Amazon announced in July that it was acquiring Whole Foods Market for $13.7 billion. The deal included some 440 stores nationwide — including about 18 in New Jersey — and a major opportunity for Amazon to expand its distribution network. — Courtesy: Whole Foods
By Joshua Burd
The news of Amazon’s $13.7 billion acquisition of Whole Foods Market this summer came with a bit of irony: Many bricks-and-mortar supermarkets in New Jersey and elsewhere had offered online delivery for years, but Whole Foods wasn’t among them.
But at the very least, the deal signaled to those other operators that Whole Foods is not to be taken lightly, especially with Amazon’s stated goal of lowering the chain’s notoriously high prices.
“They’re watching very closely,” said Matthew Casey, a Clark-based supermarket consultant and owner of Matthew P. Casey & Associates Inc. “It’s such a narrow, slim margin that they’re watching very carefully.”
Experts say the blockbuster deal, which followed six consecutive quarters of declining sales by Whole Foods, will stoke additional competition in an industry that is already fiercely competitive. Supermarkets remain among the most coveted anchor tenants for retail landlords, with experts noting that having Amazon as a parent company can only help the appeal of having one of the roughly 440 Whole Foods stores in their shopping center.
The chain has 18 locations in the Garden State and was in the midst of expanding at the time of the deal, having opened new stores this year in locations such as Newark and Metuchen. In recent months, the company also broke ground in Weehawken on a planned Whole Foods 365 store, the first in the state for the concept focused on convenience and affordability.

But the design and function of those spaces could soon change under Amazon, which experts believe will use the stores to create a network of pickup and distribution hubs. Ken Fioretti, a retail broker with NAI James E. Hanson, noted that there are still vacancies in the state as a result of the Great Atlantic & Pacific Tea Co. bankruptcy in 2015, which has prompted those landlords to consider subdividing the spaces as time goes on.
Amazon and Whole Foods could change that.
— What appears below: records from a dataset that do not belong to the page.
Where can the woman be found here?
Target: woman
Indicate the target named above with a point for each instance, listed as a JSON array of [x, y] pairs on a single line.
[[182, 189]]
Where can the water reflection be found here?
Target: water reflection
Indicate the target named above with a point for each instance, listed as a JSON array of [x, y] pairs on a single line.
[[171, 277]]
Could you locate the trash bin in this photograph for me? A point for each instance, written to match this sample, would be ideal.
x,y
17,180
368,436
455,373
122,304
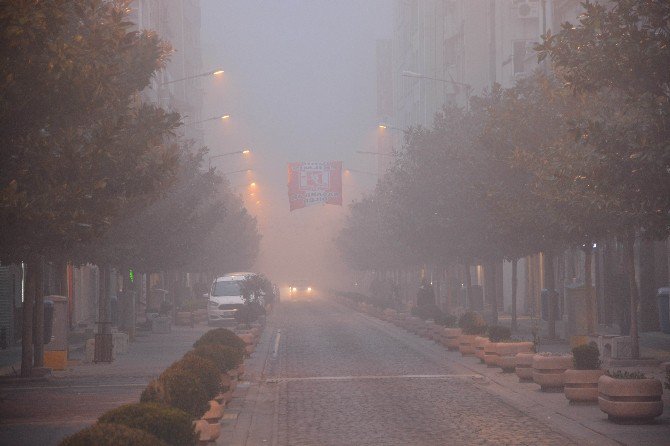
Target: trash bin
x,y
476,298
48,320
545,306
663,296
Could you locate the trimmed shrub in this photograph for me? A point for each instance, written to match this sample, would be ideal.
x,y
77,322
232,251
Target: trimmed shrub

“For Whole Foods, instead of taking an entire 40,000- or 50,000-square-foot box, maybe they just take (20,000 or 30,000) for the retail portion, but they also use it for their distribution,” said Fioretti, a sales associate based in NAI Hanson’s Parsippany office. “There are definitely quite a few out there that are still perfectly good locations, but just haven’t gone anywhere yet,” he added. “So I have a feeling that Amazon or Whole Foods is going to be looking at these a lot more closely and saying, ‘If we’re going to create a distribution network, which holes in the market are these going to fill for us and where can we best do our distribution?’ ”
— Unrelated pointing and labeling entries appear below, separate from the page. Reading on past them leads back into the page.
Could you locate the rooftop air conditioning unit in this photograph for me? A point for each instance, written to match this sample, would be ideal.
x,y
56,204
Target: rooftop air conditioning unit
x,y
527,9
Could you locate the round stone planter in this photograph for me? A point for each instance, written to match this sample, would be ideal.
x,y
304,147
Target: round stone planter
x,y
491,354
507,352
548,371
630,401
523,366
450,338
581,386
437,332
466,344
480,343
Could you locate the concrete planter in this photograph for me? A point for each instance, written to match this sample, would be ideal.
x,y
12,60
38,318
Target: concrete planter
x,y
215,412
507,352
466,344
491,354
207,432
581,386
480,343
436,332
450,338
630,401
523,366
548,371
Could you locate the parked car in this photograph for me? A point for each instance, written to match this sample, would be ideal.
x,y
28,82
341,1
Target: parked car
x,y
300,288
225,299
That could send a message to operators such as ShopRite, Stop and Shop and Acme to move on locations for which they’ve been hesitant. The operators have been slow to act in certain municipalities because they are on the cusp of being too close to an existing store, Fioretti said, but with Amazon’s plans, the chains “are going to want to protect their markets.”
He also noted that landlords who have now had a vacant supermarket space for more than two years have lowered their asking rents, creating additional opportunities for a new entrant.
Add in the fact that Casey feels there is still plenty of room for Whole Foods to grow in New Jersey, whether in upscale communities that would welcome the traditional concept or in urban, mixed-income areas that would meet the criteria for Whole Foods 365.
In any case, he said there’s little doubt the supermarket industry will be watching closely. He pointed to examples such as in the 1980s, when grocery chains reacted to the growth of wholesale clubs by offering their own “club pack” sizes, or when the spread of Boston Market pushed supermarkets to sell rotisserie chickens in order to keep the convenience customer.
Many top bricks-and-mortar chains have long since confronted the threat of online delivery, and Casey expected them to react accordingly to whatever Amazon has in store for Whole Foods.
“Supermarkets are very good at reacting to competitive threats,” he said.